This is a Stan-based analysis of the root volumes of perennial bioenergy grasses, as observed by minirhizotron imaging at the EBI Energy Farm (Urbana IL) between 2009 and 2014.

A manuscript describing this project is in review. Email chris@ckblack.org if you'd like a copy of the current draft.

Raw images and the pixel-by-pixel tracing data are not stored here -- those live on the DeLucia fileserver. The primary "raw" data in this repository are the WinRhizo datafiles, which contain total length/area/volume and average width for each image, plus summaries of each root that are currently thrown out before analysis. I will include images and raw traces in the full data+script package, which will be made available on Dryad at the time the manuscript is accepted.

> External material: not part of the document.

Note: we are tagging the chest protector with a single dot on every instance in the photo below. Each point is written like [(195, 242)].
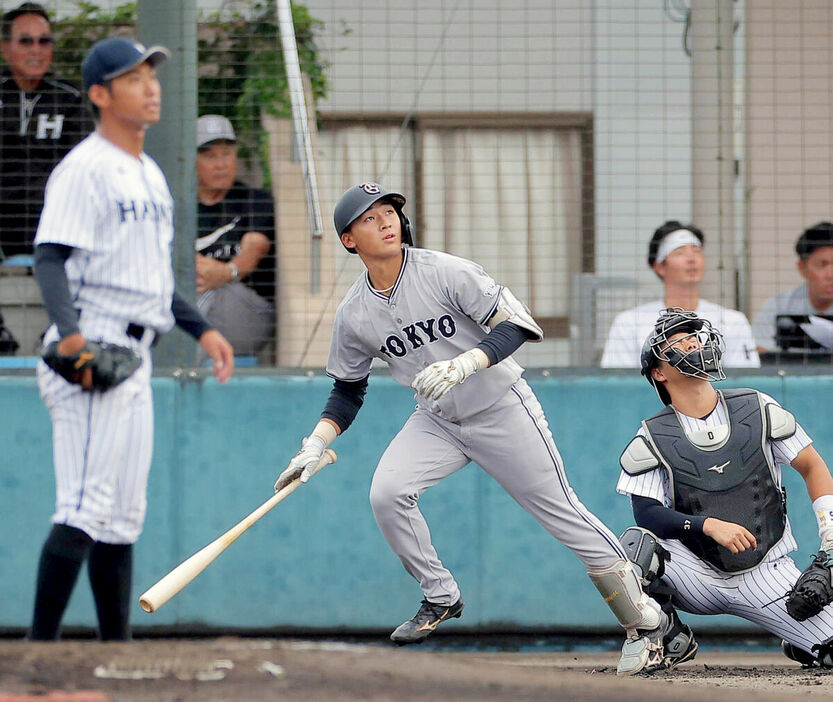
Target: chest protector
[(727, 475)]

The whole analysis is intended to be fully reproducible. If anything changes, whether in raw data or final figure presentation, running $(make) in this directory should produce a fully updated version of the results.

Directory contents

Cleaned-up, finished, most authoritatize versions of datasets. Everything here is generated by some scripted process, NEVER by hand-editing.

NOTE: Some contents of the stan/ subdirectory are not committed in Git, because the output from a full model run is 845 MB large and needs to be recreated from scratch every time the model updates.

  • Included in the Git repository: Run logs, CSV summaries of posterior means/CIs of model parameters.
  • Not included in the Git repository: 791 MB of Rdata files containing all HMC samples from each run, 51 MB of PNGs showing every diagnostic plot I could think of. I'm happy to share these with anyone who's interested -- email chris@ckblack.org if I haven't replaced this sentence with a link yet :)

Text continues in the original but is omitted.